There are two scenarios in which skeletonisation has a role to play.
When data to populate the model is of a poor quality or inconsistently available, or
When the run time for the model is unacceptably slow.
However, skeletonisation is not without its downsides.
First, the process of simplifying an existing system to a strategic model is time-consuming. Second, it requires many assumptions to be made along the way with each one reducing the accuracy of the model and increasing the risk of error.
As an example, consider the removal of manholes from a wastewater system. The storage contained in these removed manholes can be accounted for in various ways. They can simply be ignored, as if they make no difference to the subsequent system at all; or, they can be added to the nearest available up stream or the nearest downstream manhole. Alternatively, they can be divided between both of them, by a derived percentage. In addition, once this decision has been made, a further choice presents itself - whether the storage should be accounted for within the shaft or the chamber of the manhole. Different countries, organisations, consultants and even different projects have there own procedures for which option is appropriate. At best, this is inconsistent and at worst unrepresentative.
Another significant example involves the calculation of population density information, whether for a sanitary system or water distribution system. The ability to assign accurately which areas truly connect to which part of the system, and the accuracy of the subsequent results, have a high potential of error.
Once nodes have been simplified from a model and the results created, if a critical area is identified such as flooding manholes or low pressure areas, are these locations representative of the true geographical location of the failure, or simply the nearest available point in the model to represent it? With a simplified model, this question becomes a challenge to verify without major modification.
Models created with limited detail are consistently difficult to calibrate. This is partly and obviously because they do not truly represent the system they are intended to replicate. Moreover, in most cases the processes and adjustments made to calibrate with observed information usually creates a model that even less represents the system it is trying to recreate, and certainly limits its re-use and general application.
With more and more hydraulic models being built from comprehensive GIS or asset databases the link between an organisation’s core data and any simplified model is immediately broken. This means that not only is it difficult to link information and results gained from the modelling process with the core data set, but that the issues of asset and model maintenance are almost impossible to manage.
Large, more detailed models represent real world networks much more closely. If maintained correctly, this can save time in model build, calibration and the interpretation of results. It also creates a more multi-purpose model that can be integrated with other corporate systems for a diversity of uses and easy maintenance.

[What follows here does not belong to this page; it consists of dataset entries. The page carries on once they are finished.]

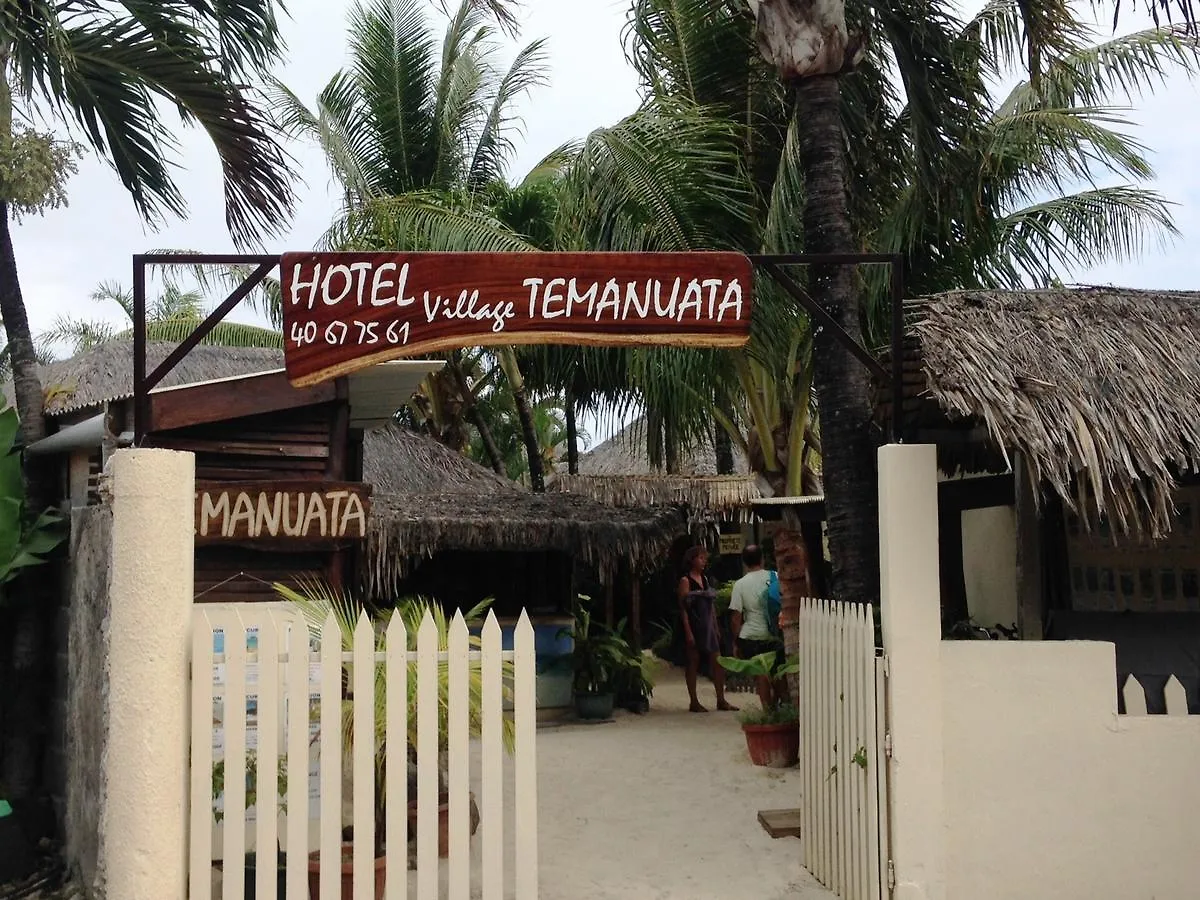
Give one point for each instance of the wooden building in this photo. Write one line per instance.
(438, 522)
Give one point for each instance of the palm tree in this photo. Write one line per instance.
(105, 67)
(420, 143)
(814, 47)
(173, 315)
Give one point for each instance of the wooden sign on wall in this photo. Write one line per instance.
(300, 511)
(347, 311)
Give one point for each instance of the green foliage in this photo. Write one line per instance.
(251, 783)
(35, 168)
(766, 665)
(780, 714)
(171, 317)
(600, 657)
(111, 70)
(317, 600)
(24, 541)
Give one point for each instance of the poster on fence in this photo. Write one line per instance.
(251, 713)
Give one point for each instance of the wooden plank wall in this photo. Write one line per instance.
(305, 443)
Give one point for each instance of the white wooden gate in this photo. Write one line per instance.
(843, 756)
(267, 663)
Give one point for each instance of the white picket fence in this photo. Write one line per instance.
(1134, 695)
(289, 665)
(843, 760)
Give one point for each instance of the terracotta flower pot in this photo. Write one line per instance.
(347, 874)
(777, 747)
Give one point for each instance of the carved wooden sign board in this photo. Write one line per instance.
(281, 511)
(348, 311)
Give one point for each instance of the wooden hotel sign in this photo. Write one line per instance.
(347, 311)
(300, 511)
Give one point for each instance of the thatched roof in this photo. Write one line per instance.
(720, 495)
(106, 372)
(1097, 388)
(624, 454)
(618, 473)
(429, 498)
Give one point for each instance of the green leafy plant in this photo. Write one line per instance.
(601, 657)
(251, 784)
(316, 600)
(24, 541)
(766, 665)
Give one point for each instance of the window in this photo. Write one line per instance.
(1113, 573)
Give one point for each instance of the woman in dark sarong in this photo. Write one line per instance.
(697, 611)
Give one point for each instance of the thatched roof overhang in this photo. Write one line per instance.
(429, 498)
(1097, 388)
(724, 496)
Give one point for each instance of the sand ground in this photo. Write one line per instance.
(659, 807)
(664, 807)
(655, 807)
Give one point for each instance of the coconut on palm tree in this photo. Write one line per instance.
(107, 72)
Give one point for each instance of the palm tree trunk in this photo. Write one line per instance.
(723, 444)
(795, 583)
(525, 414)
(485, 433)
(25, 384)
(841, 384)
(573, 433)
(30, 660)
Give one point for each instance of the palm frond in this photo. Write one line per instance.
(1047, 240)
(495, 147)
(419, 222)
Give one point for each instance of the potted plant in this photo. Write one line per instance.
(316, 600)
(598, 658)
(251, 862)
(634, 679)
(773, 732)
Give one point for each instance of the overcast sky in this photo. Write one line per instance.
(64, 255)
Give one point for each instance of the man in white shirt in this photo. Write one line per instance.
(750, 621)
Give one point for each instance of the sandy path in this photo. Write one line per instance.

Skeletonised models still have a role to play though, particularly where data is lacking or where a shorter run time is crucial (real time in operational modelling, for instance). However, simplified models can result in the generation of poor quality information on which to base decisions. Further, there is always the danger of reading the detail into a model where data is lacking.
A primary driver behind the emergence of large models is the growth in computing power available at the desktop. This remains a core issue to the future of modelling. As the computer power available on the desktop continues to increase, modern modelling systems allow users to capitalise on its potential by building and running, larger and more detailed models. As a result, these users enjoy subsequent improvements in model building efficiency in terms of increased modelling detail and more accurate results.